Ransomware no more

A tool for decrypting the PyLocky ransomware has been released to the public by French authorities.

In a statement published last week, the French Interior Ministry said that its decryption utility would help retrieve data for victims of version 1 and 2 of PyLocky – a malware strain posing as the infamous Locky ransomware.

“This program is made available for free ‘as it is’, without any technical support nor explicit or implicit warranty,” the statement, published on June 11, reads.

“Its authors can’t be held in any way responsible of any damage that might be caused by the use of the tool.

“Other versions of PyLocky might have been created, regarding which this program may be ineffective.”

PyLocky is ransomware written in Python that is typically delivered through spam emails, having predominately targeted French and European businesses since July and August of last year.

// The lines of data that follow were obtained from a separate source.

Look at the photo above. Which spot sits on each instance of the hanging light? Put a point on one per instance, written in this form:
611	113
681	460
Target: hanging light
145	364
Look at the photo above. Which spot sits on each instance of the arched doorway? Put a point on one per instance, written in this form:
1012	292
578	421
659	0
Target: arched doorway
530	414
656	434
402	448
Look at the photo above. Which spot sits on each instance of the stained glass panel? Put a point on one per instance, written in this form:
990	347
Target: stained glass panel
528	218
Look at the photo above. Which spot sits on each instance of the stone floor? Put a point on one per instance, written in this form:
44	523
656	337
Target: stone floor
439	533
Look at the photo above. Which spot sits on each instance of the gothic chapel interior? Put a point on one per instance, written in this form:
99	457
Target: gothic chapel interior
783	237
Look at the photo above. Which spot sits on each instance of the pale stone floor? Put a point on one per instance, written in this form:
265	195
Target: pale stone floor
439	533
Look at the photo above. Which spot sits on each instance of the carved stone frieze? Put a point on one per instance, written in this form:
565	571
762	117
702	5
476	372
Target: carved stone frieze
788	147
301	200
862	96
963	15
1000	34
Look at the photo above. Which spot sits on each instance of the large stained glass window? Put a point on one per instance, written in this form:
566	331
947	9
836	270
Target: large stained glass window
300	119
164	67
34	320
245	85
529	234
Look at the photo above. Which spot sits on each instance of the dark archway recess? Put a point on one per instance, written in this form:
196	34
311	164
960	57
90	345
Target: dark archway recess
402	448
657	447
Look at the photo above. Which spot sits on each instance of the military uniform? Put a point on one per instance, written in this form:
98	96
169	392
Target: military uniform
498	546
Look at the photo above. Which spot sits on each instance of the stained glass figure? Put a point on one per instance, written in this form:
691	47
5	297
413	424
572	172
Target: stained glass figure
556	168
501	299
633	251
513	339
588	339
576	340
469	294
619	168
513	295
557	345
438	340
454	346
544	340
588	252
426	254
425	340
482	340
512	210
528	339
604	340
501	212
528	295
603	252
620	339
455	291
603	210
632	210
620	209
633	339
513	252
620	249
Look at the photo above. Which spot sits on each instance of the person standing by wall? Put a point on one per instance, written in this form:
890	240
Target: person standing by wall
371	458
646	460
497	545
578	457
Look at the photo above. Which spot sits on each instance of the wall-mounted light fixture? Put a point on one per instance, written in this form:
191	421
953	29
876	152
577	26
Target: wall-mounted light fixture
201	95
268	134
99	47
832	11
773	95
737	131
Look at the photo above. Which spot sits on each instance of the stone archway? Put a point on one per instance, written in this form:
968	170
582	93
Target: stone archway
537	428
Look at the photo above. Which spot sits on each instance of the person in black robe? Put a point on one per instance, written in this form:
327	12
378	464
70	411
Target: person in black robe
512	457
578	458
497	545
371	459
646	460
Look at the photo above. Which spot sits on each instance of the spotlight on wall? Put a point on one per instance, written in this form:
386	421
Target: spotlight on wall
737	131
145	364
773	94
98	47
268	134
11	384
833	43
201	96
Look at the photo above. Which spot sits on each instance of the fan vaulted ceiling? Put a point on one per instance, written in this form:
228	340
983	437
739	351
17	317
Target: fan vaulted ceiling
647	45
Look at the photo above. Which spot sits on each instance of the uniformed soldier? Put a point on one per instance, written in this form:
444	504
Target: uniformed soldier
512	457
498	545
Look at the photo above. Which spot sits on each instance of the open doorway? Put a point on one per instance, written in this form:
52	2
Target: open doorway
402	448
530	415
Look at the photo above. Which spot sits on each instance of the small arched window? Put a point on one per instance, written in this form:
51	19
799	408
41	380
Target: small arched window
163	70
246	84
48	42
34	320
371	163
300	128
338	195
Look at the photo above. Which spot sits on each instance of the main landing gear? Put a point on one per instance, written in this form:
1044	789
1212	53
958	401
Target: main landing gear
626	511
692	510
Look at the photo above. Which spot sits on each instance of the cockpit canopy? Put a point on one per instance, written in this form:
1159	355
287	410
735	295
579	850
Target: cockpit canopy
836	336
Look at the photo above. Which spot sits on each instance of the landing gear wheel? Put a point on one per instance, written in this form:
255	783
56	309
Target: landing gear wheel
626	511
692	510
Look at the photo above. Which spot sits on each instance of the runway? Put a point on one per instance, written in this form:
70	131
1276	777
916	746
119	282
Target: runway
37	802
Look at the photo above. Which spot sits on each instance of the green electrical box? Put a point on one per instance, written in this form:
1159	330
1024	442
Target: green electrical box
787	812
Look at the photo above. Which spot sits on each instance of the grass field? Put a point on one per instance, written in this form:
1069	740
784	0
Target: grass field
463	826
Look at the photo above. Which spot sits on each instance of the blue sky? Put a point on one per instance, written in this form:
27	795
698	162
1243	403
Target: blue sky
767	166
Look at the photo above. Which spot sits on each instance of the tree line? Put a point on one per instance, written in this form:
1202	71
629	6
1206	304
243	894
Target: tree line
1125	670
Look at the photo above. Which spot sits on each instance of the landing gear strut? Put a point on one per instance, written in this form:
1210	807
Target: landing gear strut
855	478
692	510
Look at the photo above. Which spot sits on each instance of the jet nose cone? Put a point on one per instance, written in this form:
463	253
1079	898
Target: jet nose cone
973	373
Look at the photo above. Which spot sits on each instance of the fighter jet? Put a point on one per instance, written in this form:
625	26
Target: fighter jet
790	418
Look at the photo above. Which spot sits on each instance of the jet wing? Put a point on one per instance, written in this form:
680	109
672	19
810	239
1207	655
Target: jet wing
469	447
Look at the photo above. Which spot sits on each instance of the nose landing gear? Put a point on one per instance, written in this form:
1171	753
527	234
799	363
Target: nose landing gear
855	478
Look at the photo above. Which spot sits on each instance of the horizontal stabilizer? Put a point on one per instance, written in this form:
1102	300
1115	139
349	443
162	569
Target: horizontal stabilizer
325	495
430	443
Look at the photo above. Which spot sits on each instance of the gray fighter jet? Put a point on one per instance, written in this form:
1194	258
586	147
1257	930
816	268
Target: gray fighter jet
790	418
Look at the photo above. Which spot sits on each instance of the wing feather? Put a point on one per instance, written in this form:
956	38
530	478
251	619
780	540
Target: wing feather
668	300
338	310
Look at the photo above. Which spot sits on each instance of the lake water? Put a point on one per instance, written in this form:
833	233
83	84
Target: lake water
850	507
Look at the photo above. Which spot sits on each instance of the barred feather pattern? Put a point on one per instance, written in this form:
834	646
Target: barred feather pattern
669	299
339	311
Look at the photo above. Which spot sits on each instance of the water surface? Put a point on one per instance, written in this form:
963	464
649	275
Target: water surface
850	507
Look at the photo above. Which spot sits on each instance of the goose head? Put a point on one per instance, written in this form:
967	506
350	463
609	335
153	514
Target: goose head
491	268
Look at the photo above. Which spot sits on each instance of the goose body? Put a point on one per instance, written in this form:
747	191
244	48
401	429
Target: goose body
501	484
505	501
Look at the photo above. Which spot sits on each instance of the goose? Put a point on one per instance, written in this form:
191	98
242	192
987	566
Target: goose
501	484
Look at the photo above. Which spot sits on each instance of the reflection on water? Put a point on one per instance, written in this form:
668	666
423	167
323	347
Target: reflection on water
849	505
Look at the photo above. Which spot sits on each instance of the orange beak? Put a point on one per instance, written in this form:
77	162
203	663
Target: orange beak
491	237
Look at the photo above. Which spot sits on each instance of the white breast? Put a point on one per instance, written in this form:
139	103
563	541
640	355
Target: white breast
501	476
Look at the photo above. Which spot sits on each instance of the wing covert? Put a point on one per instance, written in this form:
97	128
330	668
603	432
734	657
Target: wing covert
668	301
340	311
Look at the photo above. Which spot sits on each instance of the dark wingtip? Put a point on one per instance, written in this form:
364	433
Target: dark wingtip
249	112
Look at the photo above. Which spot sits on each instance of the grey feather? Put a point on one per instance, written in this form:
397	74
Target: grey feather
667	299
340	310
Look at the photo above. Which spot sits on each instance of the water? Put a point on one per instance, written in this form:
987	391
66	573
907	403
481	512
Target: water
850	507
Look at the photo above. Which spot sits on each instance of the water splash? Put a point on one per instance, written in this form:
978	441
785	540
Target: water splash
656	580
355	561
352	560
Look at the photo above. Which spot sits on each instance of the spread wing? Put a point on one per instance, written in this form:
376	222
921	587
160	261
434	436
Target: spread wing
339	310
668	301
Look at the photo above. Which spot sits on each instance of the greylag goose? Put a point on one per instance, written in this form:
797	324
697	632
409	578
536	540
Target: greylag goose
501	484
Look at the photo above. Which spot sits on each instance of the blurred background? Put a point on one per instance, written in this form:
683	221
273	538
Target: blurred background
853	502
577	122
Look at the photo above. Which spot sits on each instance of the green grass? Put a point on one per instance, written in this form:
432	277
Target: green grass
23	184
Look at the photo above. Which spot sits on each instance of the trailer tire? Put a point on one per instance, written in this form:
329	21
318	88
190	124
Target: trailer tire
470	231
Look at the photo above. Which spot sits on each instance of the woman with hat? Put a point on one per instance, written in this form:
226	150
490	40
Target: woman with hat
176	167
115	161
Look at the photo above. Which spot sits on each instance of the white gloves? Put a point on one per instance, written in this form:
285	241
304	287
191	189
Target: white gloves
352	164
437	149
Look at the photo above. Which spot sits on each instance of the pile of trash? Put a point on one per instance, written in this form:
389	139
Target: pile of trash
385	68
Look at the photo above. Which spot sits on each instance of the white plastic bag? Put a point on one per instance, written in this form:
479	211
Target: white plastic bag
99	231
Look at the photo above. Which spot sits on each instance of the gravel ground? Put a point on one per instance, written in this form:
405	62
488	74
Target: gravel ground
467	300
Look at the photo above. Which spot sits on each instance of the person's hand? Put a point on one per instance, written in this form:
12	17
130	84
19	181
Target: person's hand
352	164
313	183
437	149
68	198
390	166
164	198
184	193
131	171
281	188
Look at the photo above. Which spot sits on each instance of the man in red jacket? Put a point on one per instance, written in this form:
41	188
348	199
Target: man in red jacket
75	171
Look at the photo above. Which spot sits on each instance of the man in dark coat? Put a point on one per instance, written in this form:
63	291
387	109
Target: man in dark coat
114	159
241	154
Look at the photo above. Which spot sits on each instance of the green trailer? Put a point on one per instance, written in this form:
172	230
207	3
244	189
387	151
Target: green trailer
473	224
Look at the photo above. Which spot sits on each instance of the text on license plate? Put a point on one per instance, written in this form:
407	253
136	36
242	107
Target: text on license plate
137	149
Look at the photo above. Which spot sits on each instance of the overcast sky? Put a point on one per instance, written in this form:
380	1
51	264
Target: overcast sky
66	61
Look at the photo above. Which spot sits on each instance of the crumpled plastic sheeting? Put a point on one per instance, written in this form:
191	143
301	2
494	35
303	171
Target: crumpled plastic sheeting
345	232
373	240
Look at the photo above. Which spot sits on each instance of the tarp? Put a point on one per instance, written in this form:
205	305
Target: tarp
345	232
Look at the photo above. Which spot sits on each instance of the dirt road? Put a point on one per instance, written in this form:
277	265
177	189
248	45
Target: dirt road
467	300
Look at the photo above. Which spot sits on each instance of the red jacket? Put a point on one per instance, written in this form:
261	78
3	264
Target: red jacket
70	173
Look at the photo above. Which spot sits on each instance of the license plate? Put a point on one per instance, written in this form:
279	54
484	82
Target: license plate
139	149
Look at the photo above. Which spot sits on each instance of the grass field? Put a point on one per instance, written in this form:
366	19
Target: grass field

First discovered by researchers at Trend Micro, the ransomware lures its victims into clicking a malicious URL, which then delivers the malicious software onto a victim’s machine, making files inaccessible.

“This software allows for the decryption of the encrypted files with versions 1 (encrypted files with the extension .lockedfile or .lockymap) and version 2 (encrypted files with the extension .locky) of PyLocky,” the Interior Ministry said.

“It requires a computer running the operating system Microsoft Windows 7 or higher and the execution environment Java JRE (Java Runtime Environment) version 8.”

Other free tools for decrypting PyLocky have been released before, including one from Mike Bautista, security researcher at Cisco Talos Intelligence Group.

Ransomware made a bit of a come back at the start of 2019, with cybersecurity firm Malwarebytes reporting how criminals were starting to deploy the malware in pre-packaged cybercrime exploit kits.

According to French authorities, PyLocky remains active across the country.

The PyLocky decryption tool was published in collaboration with the Brigade d’enquêtes sur les fraudes aux technologies de l’information (BEFTI), the Direction régionale de la police judiciaire de Paris, and the Gendarmerie Nationale.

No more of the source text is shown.